Taiwanese VR film Red Tail Ep.1 (紅尾巴Ep.1) won the jury’s Special Mention Award at the fifth annual NewImages Festival, which ran from Tuesday last week to yesterday.
Red Tail Ep.1 is the first VR project helmed by Taiwanese animator Fish Wang (王登鈺), best known for his 2018 animated short Gold Fish (金魚), which won significant recognition including the Golden Horse Award for best short animation in 2019.
Alongside a strong production team to help build the movie’s VR world, it took Wang two years to create the film, an adventure story about a youth chasing a floating red tail in the sky to a fantasy city.
Jurors said that not only were the artistic aesthetic and fantastical ambience of the film mesmerizing, the way it was made was also a major breakthrough in VR filmmaking.
Juror Priscila Guedes said the film was given the special mention award because the jury agreed that they all saw a lot of potential in the project.

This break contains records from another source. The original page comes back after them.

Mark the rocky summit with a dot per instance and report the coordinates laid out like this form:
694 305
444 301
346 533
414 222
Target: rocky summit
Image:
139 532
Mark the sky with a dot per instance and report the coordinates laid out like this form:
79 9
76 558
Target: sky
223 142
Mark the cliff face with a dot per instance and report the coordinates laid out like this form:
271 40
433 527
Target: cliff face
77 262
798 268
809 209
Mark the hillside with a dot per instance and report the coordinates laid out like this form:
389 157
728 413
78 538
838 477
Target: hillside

While there are technical limitations and challenging artistic choices that come with VR filmmaking, the jurors saw more possibilities for the genre after being captivated by the artistry and story of Red Tail, she said.
Speaking from Taiwan, Wang said he was grateful for the efforts of his technical team, which helped him make his first VR film, and that the honor truly belonged to his whole crew.
He also revealed that the full version of Red Tail was completed last week, and that he looked forward to premiering the project at the upcoming 22nd Kaohsiung Film Festival in October, as well as potentially entering it in the Venice Film Festival in September.
Wang’s win marks the second time that a Taiwanese submission was recognized at the NewImages Festival, after Bodyless (失身記2.0), a film by Taiwanese new media artist Huang Hsin-chien (黃心健), won the Masque d’or (Golden Mask) Grand Prize in 2020.